Quando Italo Calvino scrisse il suo commento a L’insostenibile leggerezza dell’essere di Milan Kundera, sottolineò due importanti aspetti dell’autore ceco: da una parte il suo essere «romanziere vero», per la capacità di narrare con perizia vicende private, di individui o di coppie, «nella loro singolarità e imprevedibilità»; dall’altra, il fatto che in quel romanzo intitolato alla leggerezza, Kundera «ci parla soprattutto della fitta rete di costrizioni pubbliche e private che avvolge le persone».

Leggerezza e insignificanza. Due parole chiave poste da subito nei titoli di due opere di Kundera, che costituiscono il perno attorno al quale si dipanano le storie e le divagazioni dell’autore. Due termini che, pur appartenendo a contesti diversi, non sono così lontani. Pensiamo solo alla definizione di insignificanza fornita da uno dei personaggi de La festa dell’insignificanza, appunto, edito da Adelphi: «L’insignificanza è l’essenza della vita. È presente anche dove nessuno la vuole vedere. Ma non basta riconoscerla, bisogna amarla, l’insignificanza». In modo erroneo si può pensare che l’autore con insignificanza intenda l’essere banali, di poco spessore, quasi stupidi o inetti. In realtà, Kundera si riferisce a qualcosa di molto più complesso e ampio: proprio per questo ci propone un gruppo di amici coinvolti in brevi episodi quotidiani, in discussioni apparentemente prive d’importanza e, soprattutto, di serietà. Conversazioni su argomenti che sembrano avere scarso valore, ma che, al contrario, nascondono intenti ben più profondi.

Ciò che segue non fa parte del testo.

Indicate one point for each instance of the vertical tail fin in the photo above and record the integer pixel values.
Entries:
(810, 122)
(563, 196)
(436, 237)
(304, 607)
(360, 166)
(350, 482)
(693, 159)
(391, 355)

Vogliamo fornire due accezioni di insignificanza: una più superficiale (e ovvia), per cui l’insignificanza diventa il prodotto «della fitta rete di costrizioni pubbliche e private», quando ci si sente obbligati ad apparire meno brillanti e complessi per essere, così, meno ostici anche agli altri; l’altra riguarda il senso più profondo dell’insignificanza, ovvero riacquistare una sorta di leggerezza per la vita, perché – se non vogliamo credere alla teoria dell’eterno ritorno dell’uguale ipotizzata da Nietzsche – le cose accadono sempre una sola volta e, quindi, tanto vale viverle con spirito positivo, senza cercare di continuo spiegazioni a quanto ci accade, senza porci troppe domande, la maggior parte delle quali (vista l’imprevedibilità dell’esistenza e delle persone con cui entriamo in contatto) destinate a restare senza risposta: «Respiri, D’Ardelo, amico mio, respiri questa insignificanza che ci circonda, è la chiave della saggezza, è la chiave del buonumore».